Gençlerimizin, ne olursa olsun mutlaka bir üniversite diplomasına sahip olma isteği çoğunlukla hüsranla sonuçlanmakta ve yıllar sonra başladıkları noktanın daha da gerisinde hayat yarışına katılmak zorunda bırakmaktadır. Bugün nitelikli bir üniversiteden adam akıllı okuyarak mezun olanların dışındakilerin diplomaları pek de bir işe yaramamaktadır. Bilakis diplomalı olmak bazen aleyhte bir durum olmakta ve halkın içine karışıp normal bir vatandaş gibi hayat mücadelesi vermesine de engel olmaktadır. Bunun için evler, genç işsizler ve yaşı oldukça ilerlemiş olan bekârlarla doludur.

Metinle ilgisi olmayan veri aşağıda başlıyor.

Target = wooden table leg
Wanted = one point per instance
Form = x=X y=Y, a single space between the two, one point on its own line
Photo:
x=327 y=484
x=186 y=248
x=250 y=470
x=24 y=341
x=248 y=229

İslam fıkhında bir kural vardır: “Bir şeyden maksat ne ise hüküm ona göredir.” Müslüman namazını Allah için kıldığı gibi ticaretini de Allah rızası için yapacak, ilmi de Allah için öğrenecektir. İlim için ilim, sanat için sanat anlayışı materyalist kafaların uydurduğu bir aldatmacadır ve asla İslami anlayışla bağdaşmaz. Bu manada üniversiteye adım atan genç kardeşlerimiz de buralarda Allah Teâlâ’nın rızasını arayacak, bir İslam davetçisi olacak, buralarda aldıkları eğitimle ümmetin bir yarasına merhem olacaklarsa eyvallah. Eğer böyle bir niyetleri yok da, sırf kariyer yapmak ve rahat bir hayat sürmek için gideceklerse bu ömrün boş yere zayi edilmesidir. Hele hele Müslüman kızlar için karma eğitim yapılan üniversiteler ömür törpülemekten ve günaha batmaktan başka bir mana ifade etmez. Nitekim bu üniversiteler kızlarımız için vazgeçilmez olduğu günden beri aile hayatı dumura uğramış durumdadır. Mütedeyyin hanımlar arasında dahi bir işyerinde çalışmayıp da evinin hanımı, çocuğunun annesi olmak utanılacak bir durum haline gelmiştir. Zira mütedeyyin anne-babalar dahi kızlarını üniversiteye gönderirken kocasına isyanı öğrenmesi için göndermekte ve açıkça “kızım okusun, kendi ayakları üzerine dursun” diyerek adeta kızına evlenmeden boşanmanın yolunu göstermektedir. İşte anne-babadan bu öğüdü alan genç kızlar da iş bulmayı, eş bulmaktan daha öncelikli bir mesele görmekte ve maalesef evliliği erteledikçe ertelemektedirler. Evlenenlerin yarısı da evliliklerinin ilk üç yılında boşanmaktadır. Bu gün aile ocağında bir yangının olduğunda herkes müttefiktir ama kimse bu yangının çıkış yerine işaret etmeye cesaret edememektedir.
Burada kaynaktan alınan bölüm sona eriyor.